A Dadinha Manquelitó, a quem os anos e a viuvez tinham mudado o nome
para Ti Felicidade, começou a ter problemas, primeiro, com o enfiar da
agulha, depois, com a certeza dos pontos e o manejar da tesoura. E não
era só a vistinha, essa insuficiência foi sendo minorada com óculos da
Feira dos 28; era também a tremura das mãos, por vezes incontrolável.
Com o tempo, deixou de poder coser e cortar a direito, pelo que o patrão
acabou, com muita pena, por a despedir. Começou a andar aos dias pelas
casas, mas era tal a frequência das peças partidas que nenhuma senhora
solicitava, já, os seus serviços.
A crise económica que assolava o País e a exiguidade dos proventos
–
pensões de viuvez e de invalidez, calculadas a partir de contribuições
diminutas a que os patrões não tinham conseguido fugir
–
não lhe
permitiram manter, por muito tempo, a casita herdada da mãe, tendo de se
alojar num alpendre, situado nas traseiras de um armazém de sal do Canal
de São Roque, cedido pelo Ricardo Algibé a troco da limpeza e guarda das
instalações.
Um dia, Felicidade pensou que se tinha levantado um poucochinho o
cerrado nevoeiro há muito caído sobre si: a Deolinda fazia limpezas, num
bar da Praça do Peixe.
Todavia, dentro de pouco tempo, a névoa voltou a adensar-se.

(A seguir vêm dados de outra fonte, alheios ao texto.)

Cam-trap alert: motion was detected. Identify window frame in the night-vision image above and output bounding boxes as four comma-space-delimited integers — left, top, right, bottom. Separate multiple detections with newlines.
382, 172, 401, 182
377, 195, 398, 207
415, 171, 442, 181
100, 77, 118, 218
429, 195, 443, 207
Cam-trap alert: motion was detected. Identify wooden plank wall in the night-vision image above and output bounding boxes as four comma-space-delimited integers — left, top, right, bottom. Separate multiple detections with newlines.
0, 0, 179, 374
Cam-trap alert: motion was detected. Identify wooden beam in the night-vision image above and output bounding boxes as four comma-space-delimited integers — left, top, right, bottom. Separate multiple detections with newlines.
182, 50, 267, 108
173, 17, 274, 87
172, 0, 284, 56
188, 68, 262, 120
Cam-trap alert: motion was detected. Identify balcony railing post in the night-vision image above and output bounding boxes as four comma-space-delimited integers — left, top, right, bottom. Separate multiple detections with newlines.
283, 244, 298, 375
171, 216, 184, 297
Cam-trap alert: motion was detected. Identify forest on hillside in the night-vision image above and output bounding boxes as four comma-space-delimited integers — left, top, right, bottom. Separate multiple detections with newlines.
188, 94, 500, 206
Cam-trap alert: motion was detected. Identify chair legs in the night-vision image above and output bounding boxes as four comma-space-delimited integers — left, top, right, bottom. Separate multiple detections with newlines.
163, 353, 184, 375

A Linda
começou com desejos, enjoos e vómitos provocados por um ucraniano,
grelhador no predito estabelecimento, anseios e incómodos esses que só
passaram no fim do Verão, com o nascimento da netinha da Felicidade.

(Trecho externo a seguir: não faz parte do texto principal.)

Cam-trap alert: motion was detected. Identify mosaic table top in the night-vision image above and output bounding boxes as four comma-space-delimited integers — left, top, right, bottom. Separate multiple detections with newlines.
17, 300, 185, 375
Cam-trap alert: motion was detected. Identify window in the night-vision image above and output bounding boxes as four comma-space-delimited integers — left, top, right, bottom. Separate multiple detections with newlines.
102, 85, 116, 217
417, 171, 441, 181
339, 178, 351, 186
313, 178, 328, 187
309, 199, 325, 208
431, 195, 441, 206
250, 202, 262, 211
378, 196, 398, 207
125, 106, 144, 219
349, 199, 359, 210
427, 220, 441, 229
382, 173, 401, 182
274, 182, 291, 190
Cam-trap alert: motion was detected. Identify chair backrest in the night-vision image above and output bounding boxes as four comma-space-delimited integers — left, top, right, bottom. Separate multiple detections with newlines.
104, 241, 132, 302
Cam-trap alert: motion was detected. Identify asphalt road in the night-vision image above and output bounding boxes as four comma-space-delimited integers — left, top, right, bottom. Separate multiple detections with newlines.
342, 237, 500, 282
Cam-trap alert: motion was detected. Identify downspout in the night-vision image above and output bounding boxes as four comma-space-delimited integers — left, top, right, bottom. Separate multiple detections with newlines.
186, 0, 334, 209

O Outono veio seco e o Inverno começou muito frio. Numa noite de
Janeiro, Felicidade estava desesperada. A neta chorava de fome e frio; a
filha, com gripe e cheia de febre, delirava palavras incompreensíveis.

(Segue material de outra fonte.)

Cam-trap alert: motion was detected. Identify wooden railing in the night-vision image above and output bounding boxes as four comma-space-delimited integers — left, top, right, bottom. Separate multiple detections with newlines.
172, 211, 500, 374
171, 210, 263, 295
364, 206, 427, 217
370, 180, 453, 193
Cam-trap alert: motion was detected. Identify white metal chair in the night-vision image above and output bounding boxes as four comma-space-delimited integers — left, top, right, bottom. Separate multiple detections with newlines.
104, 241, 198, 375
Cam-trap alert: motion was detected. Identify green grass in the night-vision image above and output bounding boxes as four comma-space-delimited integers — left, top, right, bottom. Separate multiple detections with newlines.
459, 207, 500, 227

Tentou impedir a entrada do vento glacial, calafetando com trapos e
papéis as frinchas do postigo e a soleira da porta, mas com o avançar da
noite a temperatura continuava a descer. De repente, teve uma ideia
–
no
armazém havia um aquecedor a gás. Foi buscá-lo, contudo, antes de o
acender, pensou em voz alta:
– O que resolvo eu com uma noite de calor? Amanhã, a minha neta não
deixará de ter fome, a minha filha será a mesma desgraçada e eu
continuarei a não poder valer-lhes.
O rebentar de um morteiro lembrou-lhe que era a última noite das Festas
de São Gonçalinho. Olhou para a imagem do Santo e veio-lhe à ideia:
“Ó minha rica menina, meu anjinho, meu mais que tudo! Prometo-te que,
com a ajuda do nosso São Gonçalinho, nunca te deixarei passar pelas
misérias que eu e a pobre da tua mãe temos sofrido.” Sempre tinha
sido uma mulher de palavra. Decidiu, nesse momento, cumprir a sua parte
da promessa, pensando que o estouro do foguete tinha sido um sinal do
seu Santinho. Abriu o gás e, ao ouvir o primeiro estralejar da girândola
final, acendeu o fósforo. O estouro da explosão fundiu-se com o estrondo
do foguetório, fazendo pensar, a quem ouviu, que a Mordomia desse ano se
tinha esmerado, pois não havia memória de tão potente fogo de artifício.
No dia seguinte, à tardinha, na Praça junto aos Arcos, comentavam-se os
dois acontecimentos, gabando a maior parte dos presentes a grandiosidade
dos festejos, especialmente da foguetaria, lamentando alguns a tragédia
que se tinha abatido sobre aquela infeliz família. O Zé Canhoto, quando
se despediu para ir às batatas, disse:
– Tenho, cá para mim, que o São Gonçalinho se sentiria muito mais
honrado se, em vez de terem mandado ao ar tantos milhares de euros,
tivessem utilizado essa barcada de massa para ajudar os pobres do nosso
bairro, evitando desgraças como a de ontem.
– Vai-te embora, água bórica! És um má língua! Põe-te a pau com essas
bocas, porque o São Gonçalinho é vingativo!
Foi a resposta que ouviu, com um sorriso triste de... infelicidade.